At twenty-nine, his wishes for his future remained quite the same, and his hard work had finally placed him in a position where he could have afforded to provide a more comfortable lifestyle for his hoped for wife and children. It had taken him ten long years to achieve that goal. How long would it take him to achieve it a second time, and would it even matter if he did by then? Or would history repeat itself, and like his parents, he and his future wife come to be so stretched beyond their means by the time the additional income was granted to them, that it did little good? Would possible future financial struggles strain his hypothetical marriage to the point of near dissolution as it had for his parents many years before?

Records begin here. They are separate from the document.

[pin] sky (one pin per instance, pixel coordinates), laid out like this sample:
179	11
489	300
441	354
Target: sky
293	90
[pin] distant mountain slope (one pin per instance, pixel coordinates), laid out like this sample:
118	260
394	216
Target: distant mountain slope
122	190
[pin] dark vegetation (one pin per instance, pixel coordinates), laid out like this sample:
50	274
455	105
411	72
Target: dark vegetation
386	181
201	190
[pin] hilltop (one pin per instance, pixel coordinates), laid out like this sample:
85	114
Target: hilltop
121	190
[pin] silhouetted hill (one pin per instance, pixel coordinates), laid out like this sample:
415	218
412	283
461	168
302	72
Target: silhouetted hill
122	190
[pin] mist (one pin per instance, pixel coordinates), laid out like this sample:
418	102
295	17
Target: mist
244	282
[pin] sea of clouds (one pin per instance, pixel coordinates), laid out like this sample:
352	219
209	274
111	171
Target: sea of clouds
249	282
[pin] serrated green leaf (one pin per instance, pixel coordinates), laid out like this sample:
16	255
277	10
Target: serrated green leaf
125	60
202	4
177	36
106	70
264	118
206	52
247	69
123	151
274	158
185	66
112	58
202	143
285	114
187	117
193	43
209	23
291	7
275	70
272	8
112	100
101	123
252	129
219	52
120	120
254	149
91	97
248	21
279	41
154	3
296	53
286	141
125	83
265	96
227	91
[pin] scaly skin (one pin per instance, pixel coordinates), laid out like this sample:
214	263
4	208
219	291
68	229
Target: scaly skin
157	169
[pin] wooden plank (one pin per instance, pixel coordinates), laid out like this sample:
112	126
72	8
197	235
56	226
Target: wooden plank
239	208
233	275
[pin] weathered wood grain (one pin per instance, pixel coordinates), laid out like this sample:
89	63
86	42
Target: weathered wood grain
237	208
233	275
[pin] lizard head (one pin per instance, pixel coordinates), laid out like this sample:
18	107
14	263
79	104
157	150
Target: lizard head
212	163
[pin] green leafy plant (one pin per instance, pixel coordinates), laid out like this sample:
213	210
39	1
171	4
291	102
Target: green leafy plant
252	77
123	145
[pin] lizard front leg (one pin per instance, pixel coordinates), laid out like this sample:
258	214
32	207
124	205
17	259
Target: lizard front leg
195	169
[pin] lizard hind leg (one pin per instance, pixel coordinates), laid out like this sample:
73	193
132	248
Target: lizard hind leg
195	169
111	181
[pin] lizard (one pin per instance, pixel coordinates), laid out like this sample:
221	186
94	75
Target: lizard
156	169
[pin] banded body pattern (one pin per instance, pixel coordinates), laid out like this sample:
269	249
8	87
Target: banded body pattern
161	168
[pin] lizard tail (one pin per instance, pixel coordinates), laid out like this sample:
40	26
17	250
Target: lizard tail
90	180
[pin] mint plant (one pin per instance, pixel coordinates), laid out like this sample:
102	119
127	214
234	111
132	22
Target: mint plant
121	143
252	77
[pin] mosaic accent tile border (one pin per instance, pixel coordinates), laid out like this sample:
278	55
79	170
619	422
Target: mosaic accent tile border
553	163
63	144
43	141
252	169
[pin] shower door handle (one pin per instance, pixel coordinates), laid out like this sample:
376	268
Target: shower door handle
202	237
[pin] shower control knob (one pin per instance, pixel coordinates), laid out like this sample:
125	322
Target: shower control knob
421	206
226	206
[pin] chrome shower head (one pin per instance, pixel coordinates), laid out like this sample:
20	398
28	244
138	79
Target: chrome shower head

These were the questions that made the news of losing his position in the department so incredibly disheartening. Every day one more hope, one more lifelong dream, swirled down the drain right before his eyes. What would he lose next? What would he be left with in the end, if anything? Who the hell would want him when he had nothing left to offer?

Not even ten minutes into the movie, Bella's eyelids began to droop. Each blink became more sluggish and drawn out, leaving her eyes closed for long stretches of moments as the minutes continued ticking away further and further into the night. Her body, likewise, began to sag and press further into Edward's side, and it was the feeling of her beginning to slip forward, out of the hook of his arm, that brought him out of his dismally pensive state and back into the present.

As carefully as he could, so as not to wake her, he eased her upper body down into his lap. Her eyes opened for the briefest of moments, awakened by the movement of her head lifting as a throw pillow was placed beneath it, and she questioned if she'd even be able to make it home should she get up. Upon feeling him bring the blanket up around her shoulders once again, she turned and looked up at him with a half lidded, drowsy gaze.

"I should go," she murmured quietly as he brushed her overgrown bangs away from her face.

"You should stay. You're tired," he replied, tracing her perfectly arched eyebrow with his thumb.

"You'll be uncomfortable like this all night." She made a weak attempt to get up, but he stopped her with a gentle hand on the curve of her neck.

"I'll be fine. Go to sleep, Bella."

It was there, in Edward's den, where two friends fell asleep in the flickering light of a movie that neither had watched. And, unbeknownst to each other, with their arms awkwardly curled around one another, it was there that each of them dreamt...of a better tomorrow.